LAWS(KAR)-1970-10-4

K T KADIRAPPA Vs. COMMISSIONER OF COMMERCIAL TAXES MYSORE

Decided On October 27, 1970
K.T.KADIRAPPA AND BROTHERS Appellant
V/S
COMMISSIONER OF COMMERCIAL TAXES, MYSORE Respondents

JUDGEMENT

(1.) The petitioner is a firm of excise contractors. The said firm paid health cess on shop rental. The said levy was challenged by the petitioner, among others, by a writ petition filed before this court. Against the decision of this court, the petitioner preferred C.A. No. 1595 of 1966 to the Supreme Court of India, who allowed the appeal and issued a mandamus directing the respondents to the said appeal to refund the health cess illegally collected under the Health Cess Act, 1962, from the petitioner. The decision of the Supreme Court was rendered on 26th September, 1966, and the same is reported in Shinde Brothers v.
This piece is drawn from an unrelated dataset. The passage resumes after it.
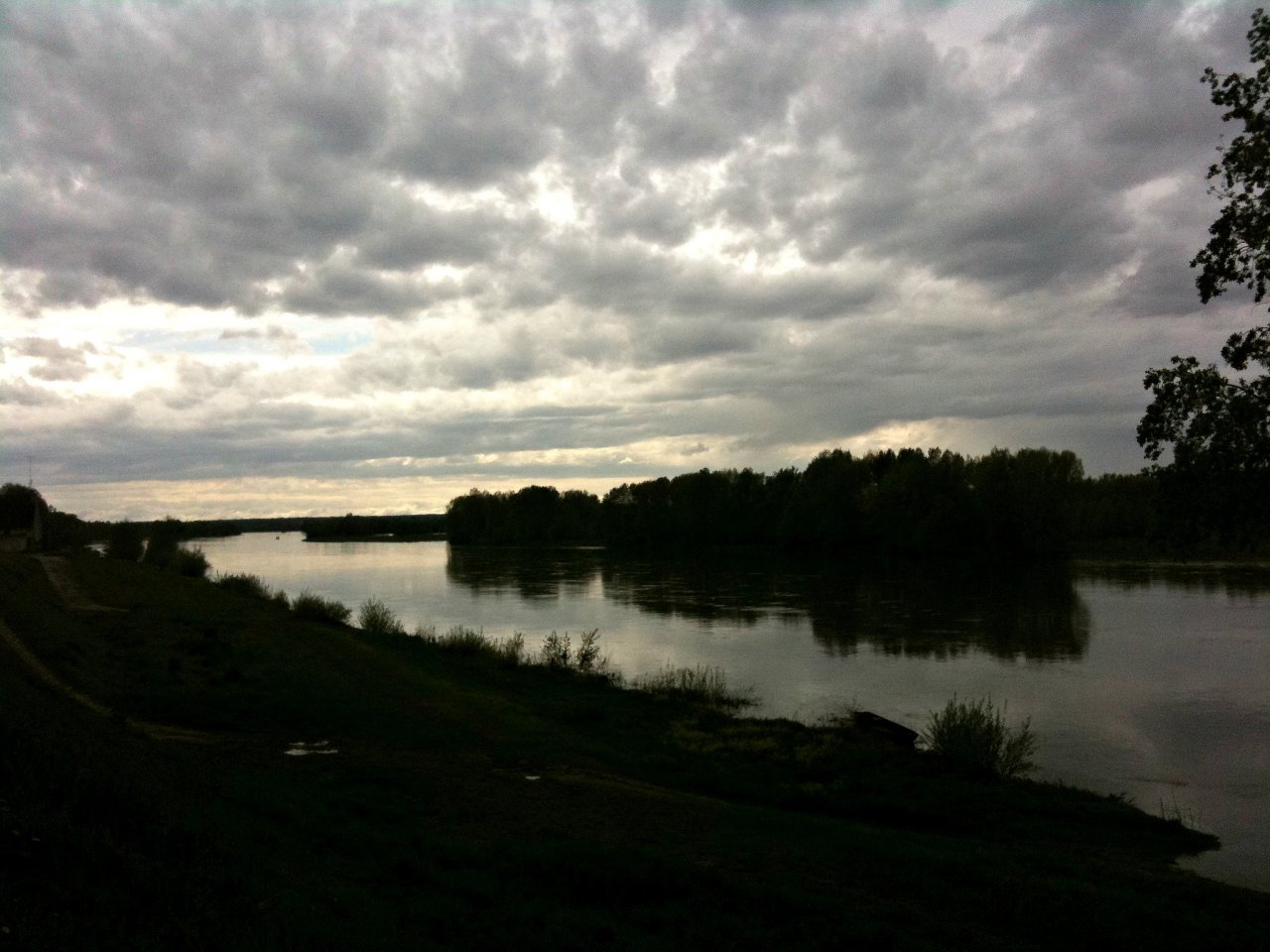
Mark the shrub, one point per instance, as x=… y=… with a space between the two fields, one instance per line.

Deputy Commissioner, Raichur, and Others AIR1967 SC 1512 , [1967 ]1 SCR548b .

(2.) After the decision of the Supreme Court the petitioner sent an application dated 7th July, 1967, to the Commissioner of Excise who was one of the respondents before the Supreme Court for refund of the health cess. On receipt of the said application the Commissioner of Excise in Mysore, Bangalore, issued a notice to the petitioner in September, 1967, to show cause as to why the health cess refundable to the petitioner should not be set off or adjusted towards the sales tax due from the sub-contractors of the petitioner. The petitioners submitted their objections wherein they contended that they are not liable for the sales tax assessed on the sub-contractors. An oral hearing was given to the petitioner's counsel. After hearing, the respondent - the Commissioner of Commercial Taxes - made the impugned order dated 20th October, 1967, by which he overruled the objections of the petitioner and ordered that a sum equivalent to the sales tax arrears due by the sub-lessees of the petitioner shall be withheld from the total amount of health cess refundable to the petitioner.

(3.) Aggrieved by the said order, the petitioners have preferred the above writ petition wherein they have sought, among other reliefs, a writ in the nature of certiorari quashing the impugned order made by the respondent. At this stage, it may be stated that Shri A. Jagannatha Shetty, the learned counsel for the petitioner, did not press the other reliefs prayed for in the writ petition.